Concept: When an acid chloride (RCOCl) reacts with excess Grignard reagent (R'MgX), the first equivalent of Grignard adds to the acid chloride to give a ketone intermediate (after loss of MgXCl), and then a second equivalent of Grignard adds to the ketone to give a tertiary alcohol after acidification. The key constraint is that both R' groups added come from the SAME Grignard reagent, so the two groups added to the carbonyl carbon must be identical. The resulting alcohol has the structure R-C(OH)(R')(R'), where R comes from the acid chloride and both R' groups come from the Grignard reagent. Step 1: Identify the structural requirement. The product of RCOCl + 2 R'MgX → R-C(OH)(R')2. The two substituents introduced by the Grignard reagent must be the same group (R'), because only one Grignard reagent is used in excess. Step 2: Analyze each option to see if it can be made this way (two identical groups from Grignard, one group from acid chloride): (a) Ph-C(OH)(Ph)-CH3: Groups on the carbinol carbon are Ph, Ph, CH3. Two Ph groups (from PhMgBr) and one CH3 (from CH3COCl).

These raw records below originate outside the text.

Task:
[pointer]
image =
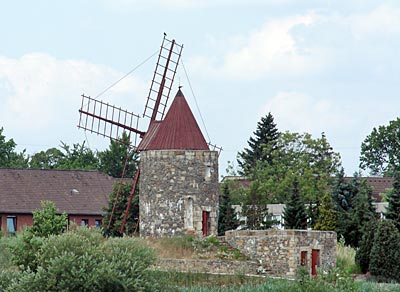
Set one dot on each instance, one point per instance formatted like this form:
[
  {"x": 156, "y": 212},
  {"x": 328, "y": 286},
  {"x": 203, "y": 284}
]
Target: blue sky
[{"x": 318, "y": 66}]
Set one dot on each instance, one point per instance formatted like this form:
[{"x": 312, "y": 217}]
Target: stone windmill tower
[{"x": 177, "y": 174}]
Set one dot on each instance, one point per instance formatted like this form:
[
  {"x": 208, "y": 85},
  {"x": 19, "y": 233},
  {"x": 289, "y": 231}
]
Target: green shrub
[
  {"x": 85, "y": 261},
  {"x": 385, "y": 252}
]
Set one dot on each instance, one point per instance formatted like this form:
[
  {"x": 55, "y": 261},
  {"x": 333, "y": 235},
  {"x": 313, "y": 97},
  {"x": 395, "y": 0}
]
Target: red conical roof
[{"x": 178, "y": 131}]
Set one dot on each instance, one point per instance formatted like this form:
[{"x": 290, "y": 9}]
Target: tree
[
  {"x": 294, "y": 213},
  {"x": 226, "y": 216},
  {"x": 8, "y": 156},
  {"x": 47, "y": 220},
  {"x": 367, "y": 240},
  {"x": 113, "y": 159},
  {"x": 122, "y": 189},
  {"x": 393, "y": 208},
  {"x": 380, "y": 151},
  {"x": 385, "y": 252},
  {"x": 77, "y": 157},
  {"x": 328, "y": 218},
  {"x": 261, "y": 146}
]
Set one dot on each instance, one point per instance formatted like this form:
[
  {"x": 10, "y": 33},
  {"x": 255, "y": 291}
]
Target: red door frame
[
  {"x": 314, "y": 261},
  {"x": 206, "y": 219}
]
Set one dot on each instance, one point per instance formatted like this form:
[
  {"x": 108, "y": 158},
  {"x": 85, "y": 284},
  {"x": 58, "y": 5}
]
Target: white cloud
[
  {"x": 270, "y": 50},
  {"x": 384, "y": 20},
  {"x": 37, "y": 91},
  {"x": 299, "y": 112}
]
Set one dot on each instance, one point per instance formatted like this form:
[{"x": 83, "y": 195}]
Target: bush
[
  {"x": 85, "y": 261},
  {"x": 385, "y": 252}
]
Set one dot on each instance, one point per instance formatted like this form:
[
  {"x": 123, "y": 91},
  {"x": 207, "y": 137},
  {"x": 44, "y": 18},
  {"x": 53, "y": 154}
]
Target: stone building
[
  {"x": 282, "y": 252},
  {"x": 178, "y": 177}
]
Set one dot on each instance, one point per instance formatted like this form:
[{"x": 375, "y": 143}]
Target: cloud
[
  {"x": 38, "y": 91},
  {"x": 299, "y": 112},
  {"x": 383, "y": 21},
  {"x": 275, "y": 49}
]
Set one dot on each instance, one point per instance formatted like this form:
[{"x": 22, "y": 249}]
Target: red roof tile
[
  {"x": 73, "y": 191},
  {"x": 178, "y": 131}
]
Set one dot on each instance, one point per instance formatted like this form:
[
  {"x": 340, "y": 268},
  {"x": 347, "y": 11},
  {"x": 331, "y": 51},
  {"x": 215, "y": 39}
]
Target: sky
[{"x": 317, "y": 66}]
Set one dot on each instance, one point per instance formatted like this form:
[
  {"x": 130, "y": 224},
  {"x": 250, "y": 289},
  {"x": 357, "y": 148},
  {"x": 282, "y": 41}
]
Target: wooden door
[
  {"x": 314, "y": 261},
  {"x": 206, "y": 223}
]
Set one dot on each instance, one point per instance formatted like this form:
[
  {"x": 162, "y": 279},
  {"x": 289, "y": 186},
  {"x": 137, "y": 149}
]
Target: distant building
[
  {"x": 380, "y": 185},
  {"x": 81, "y": 194}
]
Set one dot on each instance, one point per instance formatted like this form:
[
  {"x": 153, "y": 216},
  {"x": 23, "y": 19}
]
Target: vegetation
[
  {"x": 380, "y": 150},
  {"x": 261, "y": 147},
  {"x": 226, "y": 216},
  {"x": 83, "y": 260},
  {"x": 393, "y": 209},
  {"x": 294, "y": 212},
  {"x": 119, "y": 197}
]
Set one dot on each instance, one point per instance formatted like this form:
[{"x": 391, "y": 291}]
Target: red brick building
[{"x": 81, "y": 194}]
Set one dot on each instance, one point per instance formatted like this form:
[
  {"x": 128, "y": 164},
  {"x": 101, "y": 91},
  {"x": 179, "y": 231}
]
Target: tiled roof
[
  {"x": 379, "y": 185},
  {"x": 178, "y": 131},
  {"x": 73, "y": 191}
]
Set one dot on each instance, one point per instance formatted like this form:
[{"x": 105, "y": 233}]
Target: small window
[
  {"x": 11, "y": 224},
  {"x": 97, "y": 223},
  {"x": 303, "y": 258},
  {"x": 84, "y": 222}
]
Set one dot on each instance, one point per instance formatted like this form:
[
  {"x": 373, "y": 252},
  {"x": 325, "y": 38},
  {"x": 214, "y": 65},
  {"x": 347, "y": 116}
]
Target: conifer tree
[
  {"x": 385, "y": 256},
  {"x": 294, "y": 213},
  {"x": 226, "y": 217},
  {"x": 393, "y": 209},
  {"x": 261, "y": 146}
]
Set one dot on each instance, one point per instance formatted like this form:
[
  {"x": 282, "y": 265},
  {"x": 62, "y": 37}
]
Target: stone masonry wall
[
  {"x": 176, "y": 186},
  {"x": 279, "y": 251}
]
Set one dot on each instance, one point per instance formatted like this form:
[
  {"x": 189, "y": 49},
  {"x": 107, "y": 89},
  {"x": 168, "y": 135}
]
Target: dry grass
[{"x": 175, "y": 248}]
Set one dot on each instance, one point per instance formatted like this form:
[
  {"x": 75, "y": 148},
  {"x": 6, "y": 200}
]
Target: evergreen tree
[
  {"x": 226, "y": 216},
  {"x": 385, "y": 252},
  {"x": 261, "y": 146},
  {"x": 113, "y": 229},
  {"x": 393, "y": 209},
  {"x": 363, "y": 213},
  {"x": 327, "y": 219},
  {"x": 294, "y": 213},
  {"x": 112, "y": 160},
  {"x": 367, "y": 240}
]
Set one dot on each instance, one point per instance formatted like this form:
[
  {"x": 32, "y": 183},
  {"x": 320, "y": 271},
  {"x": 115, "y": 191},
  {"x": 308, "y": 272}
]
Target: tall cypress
[
  {"x": 261, "y": 146},
  {"x": 294, "y": 213},
  {"x": 226, "y": 217},
  {"x": 393, "y": 208}
]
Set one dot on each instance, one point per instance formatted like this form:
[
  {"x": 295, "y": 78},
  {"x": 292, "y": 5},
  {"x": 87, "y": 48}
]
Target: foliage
[
  {"x": 393, "y": 208},
  {"x": 226, "y": 216},
  {"x": 79, "y": 156},
  {"x": 261, "y": 147},
  {"x": 123, "y": 190},
  {"x": 345, "y": 258},
  {"x": 380, "y": 152},
  {"x": 8, "y": 155},
  {"x": 24, "y": 249},
  {"x": 47, "y": 221},
  {"x": 311, "y": 161},
  {"x": 353, "y": 203},
  {"x": 327, "y": 219},
  {"x": 84, "y": 261},
  {"x": 255, "y": 209},
  {"x": 112, "y": 160},
  {"x": 294, "y": 212},
  {"x": 385, "y": 252},
  {"x": 363, "y": 253}
]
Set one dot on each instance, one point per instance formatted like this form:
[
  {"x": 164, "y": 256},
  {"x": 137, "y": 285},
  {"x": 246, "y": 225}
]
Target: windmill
[{"x": 168, "y": 136}]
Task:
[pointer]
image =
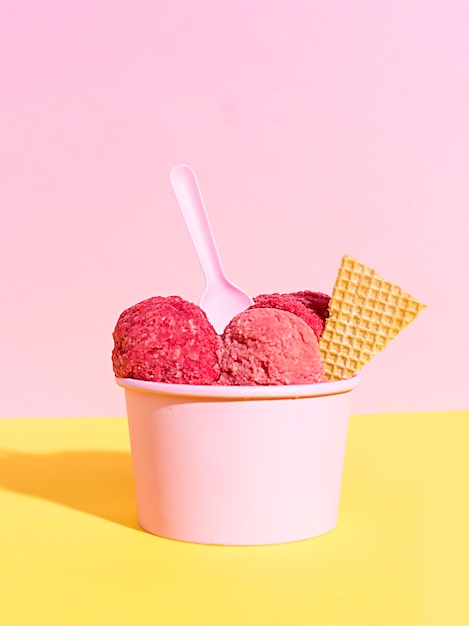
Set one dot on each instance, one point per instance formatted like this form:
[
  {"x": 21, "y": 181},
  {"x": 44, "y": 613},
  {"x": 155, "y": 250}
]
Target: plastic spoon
[{"x": 222, "y": 299}]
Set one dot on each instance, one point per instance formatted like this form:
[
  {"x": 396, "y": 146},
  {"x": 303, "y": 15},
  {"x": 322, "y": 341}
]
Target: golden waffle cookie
[{"x": 365, "y": 313}]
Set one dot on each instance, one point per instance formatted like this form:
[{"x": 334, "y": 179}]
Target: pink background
[{"x": 316, "y": 129}]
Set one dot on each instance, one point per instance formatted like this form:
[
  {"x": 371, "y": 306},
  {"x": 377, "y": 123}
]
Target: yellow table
[{"x": 72, "y": 553}]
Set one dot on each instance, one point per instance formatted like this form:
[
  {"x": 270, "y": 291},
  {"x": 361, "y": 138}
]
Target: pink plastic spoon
[{"x": 221, "y": 300}]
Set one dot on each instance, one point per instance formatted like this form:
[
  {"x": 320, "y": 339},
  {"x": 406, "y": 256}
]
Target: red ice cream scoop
[
  {"x": 166, "y": 339},
  {"x": 266, "y": 346},
  {"x": 311, "y": 306}
]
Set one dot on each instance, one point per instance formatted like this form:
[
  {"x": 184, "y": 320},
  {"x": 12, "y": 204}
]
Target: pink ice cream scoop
[
  {"x": 267, "y": 346},
  {"x": 166, "y": 339},
  {"x": 311, "y": 306}
]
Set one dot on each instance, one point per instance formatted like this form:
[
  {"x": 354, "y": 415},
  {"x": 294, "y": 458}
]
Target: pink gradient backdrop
[{"x": 316, "y": 129}]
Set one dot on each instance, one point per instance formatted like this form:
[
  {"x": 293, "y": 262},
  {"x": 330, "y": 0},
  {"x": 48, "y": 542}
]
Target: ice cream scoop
[
  {"x": 222, "y": 299},
  {"x": 265, "y": 346}
]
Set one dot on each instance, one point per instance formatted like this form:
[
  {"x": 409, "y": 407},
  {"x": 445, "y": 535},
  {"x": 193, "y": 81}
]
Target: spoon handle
[{"x": 189, "y": 197}]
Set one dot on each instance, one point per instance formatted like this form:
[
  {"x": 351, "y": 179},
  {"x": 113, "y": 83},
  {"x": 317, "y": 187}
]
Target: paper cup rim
[{"x": 232, "y": 392}]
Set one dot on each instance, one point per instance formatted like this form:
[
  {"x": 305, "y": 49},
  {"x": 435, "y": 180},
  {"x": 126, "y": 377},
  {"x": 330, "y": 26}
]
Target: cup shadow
[{"x": 97, "y": 482}]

This fits: CH3COCl + excess PhMgBr → Ph-C(OH)(Ph)-CH3. POSSIBLE. (b) Ph-C(OH)(CH3)-CH3: Groups are Ph, CH3, CH3. Two CH3 groups (from CH3MgBr) and one Ph (from PhCOCl). This fits: PhCOCl + excess CH3MgBr → Ph-C(OH)(CH3)2. POSSIBLE. (c) Et-C(OH)(Et)-CH3: Groups are Et, Et, CH3. Two Et groups (from EtMgBr) and one CH3 (from CH3COCl). This fits: CH3COCl + excess EtMgBr → Et-C(OH)(Et)-CH3. POSSIBLE. (d) CH3-C(OH)(Et)-Ph: Groups on the carbinol carbon are CH3, Et, Ph. All three substituents are DIFFERENT. For this to be made from RCOCl + excess R'MgX, two of the three groups must be identical (both from R'MgX). Since CH3, Et, and Ph are all different, no two are the same, so this cannot be prepared by this method. Step 3: Conclusion. Option (d) cannot be prepared because it requires three different substituents on the carbinol carbon, but the Grignard method with a single Grignard reagent necessarily introduces two identical groups. Therefore, the correct answer is D.